Figure 4. Inhibitors do not aggregate by themselves and do not seed α-syn aggregation in cells.

(A) Inhibitors, S61, S62, S37 and S71 incubated alone (at 500 µM concentration) did not show any increase in ThT fluorescence over a time period of 2 days whereas α-syn showed a time dependent increase in fluorescence indicative of fibril formation. Each curve represents average of 3 data sets and error bars represent standard deviation. (B) Electron micrographs of ThT assay samples at the end of 2 days of incubation. Sparse, small amorphous aggregates are observed for any of the inhibitors, whereas abundant fibrils are observed for α-syn. Scale 200 nm. (C) Fluorescence micrographs of WT α-syn expressing HEK293 cells transfected with α-syn/inhibitor incubated under shaking conditions for 2 days. Cells were imaged after 1 day of transfection. Inhibitor transfected cells did not have any puncta, whereas α-syn transfected cells had abundant puncta (shown by white arrows). Scale 100 um. (D) Quantification of puncta formed in different conditions. In agreement with the visual findings, the quantification of puncta shows that inhibitor/buffer transfected cells did not have puncta whereas α-syn fibrils cause abundant puncta formation.

Figure 4.

Figure 4—figure supplement 1. Scrambling the inhibitor sequence abolishes its inhibitory effect on α-syn aggregation and seeding.

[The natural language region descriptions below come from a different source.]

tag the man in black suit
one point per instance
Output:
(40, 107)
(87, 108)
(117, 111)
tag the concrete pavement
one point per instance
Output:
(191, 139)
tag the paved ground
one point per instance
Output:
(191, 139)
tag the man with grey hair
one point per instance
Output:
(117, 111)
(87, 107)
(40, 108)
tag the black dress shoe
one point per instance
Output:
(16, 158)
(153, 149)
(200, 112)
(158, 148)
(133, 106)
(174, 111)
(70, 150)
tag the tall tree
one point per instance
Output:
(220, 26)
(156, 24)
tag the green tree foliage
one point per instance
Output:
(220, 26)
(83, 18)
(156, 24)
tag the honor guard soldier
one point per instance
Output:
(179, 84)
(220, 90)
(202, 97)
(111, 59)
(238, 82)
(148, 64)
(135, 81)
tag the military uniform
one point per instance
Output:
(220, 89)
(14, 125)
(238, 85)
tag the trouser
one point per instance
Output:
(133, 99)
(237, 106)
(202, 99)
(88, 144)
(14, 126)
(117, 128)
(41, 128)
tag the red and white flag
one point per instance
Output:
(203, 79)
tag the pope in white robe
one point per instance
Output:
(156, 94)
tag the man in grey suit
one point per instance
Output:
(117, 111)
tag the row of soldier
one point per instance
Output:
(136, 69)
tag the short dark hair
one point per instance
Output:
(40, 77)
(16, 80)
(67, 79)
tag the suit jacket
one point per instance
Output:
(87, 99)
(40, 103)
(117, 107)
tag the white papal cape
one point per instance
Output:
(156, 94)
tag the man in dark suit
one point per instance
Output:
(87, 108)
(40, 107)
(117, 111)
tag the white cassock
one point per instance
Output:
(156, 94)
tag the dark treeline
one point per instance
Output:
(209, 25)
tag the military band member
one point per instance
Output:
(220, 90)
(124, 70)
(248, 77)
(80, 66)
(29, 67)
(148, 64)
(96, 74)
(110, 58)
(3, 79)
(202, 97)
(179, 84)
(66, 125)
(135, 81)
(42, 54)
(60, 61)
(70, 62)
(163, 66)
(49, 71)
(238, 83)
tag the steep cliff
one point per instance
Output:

Figure 4—figure supplement 1.

We created a scrambled peptide (SP) by scrambling the binding motif sequence of S61, keeping its cell penetration tag sequence intact. To test the sequence specificity of the inhibitory activity of our designed inhibitors we tested the efficacy of our SP in inhibiting α-syn aggregation and cell seeding. (A) In vitro aggregation monitored by the increase in fluorescence intensity of ThT showed rapid fibril growth in α-syn incubated alone as well as in presence of SP (α-syn:SP molar ratio, 1:2). However, α-syn incubated in presence of our inhibitor, S61 (α-syn:S61 molar ratio, 1:2) had about 10-fold less ThT fluorescence. Electron micrographs of ThT assay samples at the end of 2 days of incubation show abundant fibrils were observed for α-syn incubated alone and in presence of SP, whereas, sparse, thick, bundled fibrils are observed in α-syn incubated in presence of S61. Scale bars in electron micrographs are 200 nm. (B) WT α-syn expressing HEK293 cells were transfected with α-syn incubated alone or in presence of either SP or S61. Bar graph showing the average number of puncta formed in cells per well measured using imaging cytometer. Transfection of α-syn+SP does not cause a reduction in puncta whereas the inhibitor S61 causes significant in puncta per well. (C) Representative fluorescence micrographs of cells transfected with α-syn, α-syn+S61, α-syn+SP and buffer. Cells were imaged after 1 day of transfection. α-syn and α-syn+SP transfected cells had abundant puncta (shown by white arrows), whereas α-syn+S61 transfected cells had significantly lower amounts of puncta. This suggests that scrambling the binding motif sequence results in loss of inhibitory effect of our designed peptides. Scale 100 µm.